Mais recentemente, já com a saúde debilitada, Galvão comentou a obra de João Gilberto e detalhou sua relação com o amigo e pai da bossa nova em "João Gilberto, A Bossa", de 2021. O livro, que vinha sendo escrito desde 1999, teve a edição final feita pela mulher do poeta, Janete Galvão.

Galvão e João Gilberto se conheceram em Juazeiro, quando ainda eram crianças. O bossanovista teve suas primeiras aulas de violão com Dagmar, irmão do poeta, e acolheu os Novos Baianos quando eles foram ao Rio, no começo dos anos 1970.

Da esquerda para à direita, Paulinho Boca de Cantor, Luiz Galvão, Pepeu Gomes (ao fundo) e Baby Consuelo, da banda Novos Baianos
Da esquerda para à direita, Paulinho Boca de Cantor, Luiz Galvão, Pepeu Gomes (ao fundo) e Baby Consuelo, da banda Novos Baianos - Acervo UH/Folhapress

Galvão conta no livro diversas histórias curiosas, como a ocasião em que João Gilberto, pouco familiarizado com a ideia de deixar dinheiro no banco, deu uma sacola cheia de notas e disse à mulher do poeta para comprar um carro. Ela reclamava que passava muito tempo no transporte público no trajeto entre sua casa e o trabalho.

"Ninguém nunca pedia. Ele sentia a situação. Era uma percepção misteriosa", disse Paulinho Boca de Cantor à Folha quando o livro foi lançado. "Quando ele nos visitava no apartamento dos Novos Baianos no Rio, logo dava muito dinheiro para que a gente comprasse comida no mercadinho 24 horas que tinha ali perto. Ele sempre se preocupou com o nosso jeito de viver."

"João Gilberto, A Bossa" também traz diversas histórias envolvendo o uso de drogas, principalmente a maconha, chamada pelo bossanovista de "Nelson". Num desses causos, surgiu a ideia da música "Lá Vem o Brasil Descendo a Ladeira", composta por Moraes Moreira.

Moraes Moreira, Baby do Brasil, Pepeu Gomes, Paulinho Boca de Cantor e Luiz Galvão em show da turnê 'Acabou Chorare os Novos Baianos se Encontram'
Moraes Moreira, Baby do Brasil, Pepeu Gomes, Paulinho Boca de Cantor e Luiz Galvão em show da turnê 'Acabou Chorare os Novos Baianos se Encontram' - Marcus Leoni/Folhapress

O episódio se deu durante um passeio de carro de João Gilberto com alguns dos Novos Baianos.
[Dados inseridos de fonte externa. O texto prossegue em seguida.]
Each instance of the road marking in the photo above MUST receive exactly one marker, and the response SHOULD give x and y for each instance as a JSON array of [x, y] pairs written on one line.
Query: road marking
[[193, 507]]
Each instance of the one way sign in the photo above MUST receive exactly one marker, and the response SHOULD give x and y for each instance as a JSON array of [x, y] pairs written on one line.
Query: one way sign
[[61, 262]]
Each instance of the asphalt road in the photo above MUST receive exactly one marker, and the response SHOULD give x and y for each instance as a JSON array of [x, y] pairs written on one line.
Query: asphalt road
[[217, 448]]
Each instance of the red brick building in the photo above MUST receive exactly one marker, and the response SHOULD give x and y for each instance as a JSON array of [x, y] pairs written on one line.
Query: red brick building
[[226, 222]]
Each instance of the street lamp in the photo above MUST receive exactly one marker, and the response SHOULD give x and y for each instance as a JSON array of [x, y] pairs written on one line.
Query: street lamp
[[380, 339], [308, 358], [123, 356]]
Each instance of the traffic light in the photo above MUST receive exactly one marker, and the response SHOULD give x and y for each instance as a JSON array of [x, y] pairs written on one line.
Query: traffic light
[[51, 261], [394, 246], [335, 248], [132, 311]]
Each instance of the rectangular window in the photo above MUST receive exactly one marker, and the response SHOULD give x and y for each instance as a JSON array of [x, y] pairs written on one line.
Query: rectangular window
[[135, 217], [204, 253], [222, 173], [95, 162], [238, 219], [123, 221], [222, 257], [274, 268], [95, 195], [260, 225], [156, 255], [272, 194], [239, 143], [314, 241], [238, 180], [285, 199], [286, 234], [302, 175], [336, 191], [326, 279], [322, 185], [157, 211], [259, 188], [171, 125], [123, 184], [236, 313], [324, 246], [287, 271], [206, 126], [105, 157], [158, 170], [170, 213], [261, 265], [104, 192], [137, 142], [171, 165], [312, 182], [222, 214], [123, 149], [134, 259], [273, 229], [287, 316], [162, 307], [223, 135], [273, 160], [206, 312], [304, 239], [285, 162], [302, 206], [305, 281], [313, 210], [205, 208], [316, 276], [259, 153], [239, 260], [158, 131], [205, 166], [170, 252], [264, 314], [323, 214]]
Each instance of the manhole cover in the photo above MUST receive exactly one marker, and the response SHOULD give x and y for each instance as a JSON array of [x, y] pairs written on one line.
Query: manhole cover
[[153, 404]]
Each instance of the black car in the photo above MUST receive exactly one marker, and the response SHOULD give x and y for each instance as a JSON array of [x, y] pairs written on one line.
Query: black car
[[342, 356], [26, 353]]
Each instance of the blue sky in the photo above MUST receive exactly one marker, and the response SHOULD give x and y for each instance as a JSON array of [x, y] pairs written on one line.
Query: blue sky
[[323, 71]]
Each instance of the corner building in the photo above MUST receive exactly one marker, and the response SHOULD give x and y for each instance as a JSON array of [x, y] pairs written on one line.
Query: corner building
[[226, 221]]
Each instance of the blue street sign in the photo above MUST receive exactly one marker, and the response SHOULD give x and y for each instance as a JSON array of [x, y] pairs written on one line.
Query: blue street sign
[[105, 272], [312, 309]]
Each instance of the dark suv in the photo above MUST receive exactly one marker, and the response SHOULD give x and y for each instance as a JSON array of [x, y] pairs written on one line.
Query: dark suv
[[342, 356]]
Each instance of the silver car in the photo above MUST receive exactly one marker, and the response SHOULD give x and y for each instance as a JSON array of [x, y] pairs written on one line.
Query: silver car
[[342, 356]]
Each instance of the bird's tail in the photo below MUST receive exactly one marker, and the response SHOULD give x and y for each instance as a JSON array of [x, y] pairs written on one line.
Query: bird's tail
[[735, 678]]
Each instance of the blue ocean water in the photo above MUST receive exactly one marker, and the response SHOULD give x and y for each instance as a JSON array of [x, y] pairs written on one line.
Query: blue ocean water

Eles pararam para ver o nascer do sol, quando o cantor de "Chega de Saudade" viu uma mulher elegante descer o morro onde estavam, e disse "lá vem o Brasil descendo a ladeira".

Galvão também é autor dos livros "Novos Baianos: A história do Grupo que Mudou a MPB", de 2014, e "Anos 80: A História de Uma Amizade na Década Perdida", de 2021.